It's not clear to me from your posts if you tests this with the changes from #83307. From the timing of your post, I'm assuming so, but I'm also testing this (without your suggested fix) just to be sure, since my PR fixed -O incompatibilities in a lot of other tests.

83307 only landed Thursday morning, and as far as I can tell,rustup update nightly hasn't worked since Thursday, without --force, so most people wouldn't see the fix in nightly yet. But it is available tip-of-tree, if that's how you're testing.

Amanieu commented 3 years ago

Actually you're right, it seems this issue was already fixed by #83307. Still, changing the pass ordering may help with the issues you are seeing with LLVM optimizations breaking coverage results.

Changing the pass order to match Clang may allow you to remove some of the hacks here, here and here.

richkadel commented 3 years ago

Changing the pass order to match Clang may allow you to remove some of the hacks here, here and here.

Hmm, that's an interesting theory and probably worth trying.

How did you change the order? Do you have a patch you can share?
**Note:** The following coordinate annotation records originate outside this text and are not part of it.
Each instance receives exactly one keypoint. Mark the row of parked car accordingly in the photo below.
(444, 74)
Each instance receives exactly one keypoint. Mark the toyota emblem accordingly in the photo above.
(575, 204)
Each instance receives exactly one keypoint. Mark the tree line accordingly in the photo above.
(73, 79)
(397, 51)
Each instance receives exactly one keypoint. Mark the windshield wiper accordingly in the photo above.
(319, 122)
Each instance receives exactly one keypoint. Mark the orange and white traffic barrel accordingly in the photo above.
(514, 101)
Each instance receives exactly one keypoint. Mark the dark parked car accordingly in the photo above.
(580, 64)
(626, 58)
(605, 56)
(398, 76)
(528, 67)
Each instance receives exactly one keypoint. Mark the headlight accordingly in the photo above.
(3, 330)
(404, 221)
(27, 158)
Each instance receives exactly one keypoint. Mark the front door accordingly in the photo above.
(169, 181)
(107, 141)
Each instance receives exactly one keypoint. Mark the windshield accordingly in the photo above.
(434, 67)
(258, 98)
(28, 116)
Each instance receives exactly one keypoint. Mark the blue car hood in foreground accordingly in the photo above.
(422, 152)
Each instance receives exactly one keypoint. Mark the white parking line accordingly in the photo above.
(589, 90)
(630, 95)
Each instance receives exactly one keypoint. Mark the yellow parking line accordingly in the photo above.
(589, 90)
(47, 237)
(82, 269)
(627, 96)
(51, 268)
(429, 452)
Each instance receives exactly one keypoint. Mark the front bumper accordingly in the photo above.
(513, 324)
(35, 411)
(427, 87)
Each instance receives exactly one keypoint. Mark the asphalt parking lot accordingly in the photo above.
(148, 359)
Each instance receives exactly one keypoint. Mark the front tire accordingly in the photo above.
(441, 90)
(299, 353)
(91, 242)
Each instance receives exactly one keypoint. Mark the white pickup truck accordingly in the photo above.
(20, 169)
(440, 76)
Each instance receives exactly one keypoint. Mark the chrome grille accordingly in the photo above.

richkadel commented 3 years ago

Can we close this issue as "Fixed"?

Amanieu commented 3 years ago

Here's the patch I'm using: https://github.com/rust-lang/rust/compare/master...Amanieu:instrprof-order

Looking at the generated LLVM IR, it seems that this is fixed by #83307 because the LLVM IR now marks these functions as hidden instead of internal, which preserves them long enough to reach the instrumentation pass after all the optimization passes. Closing as fixed.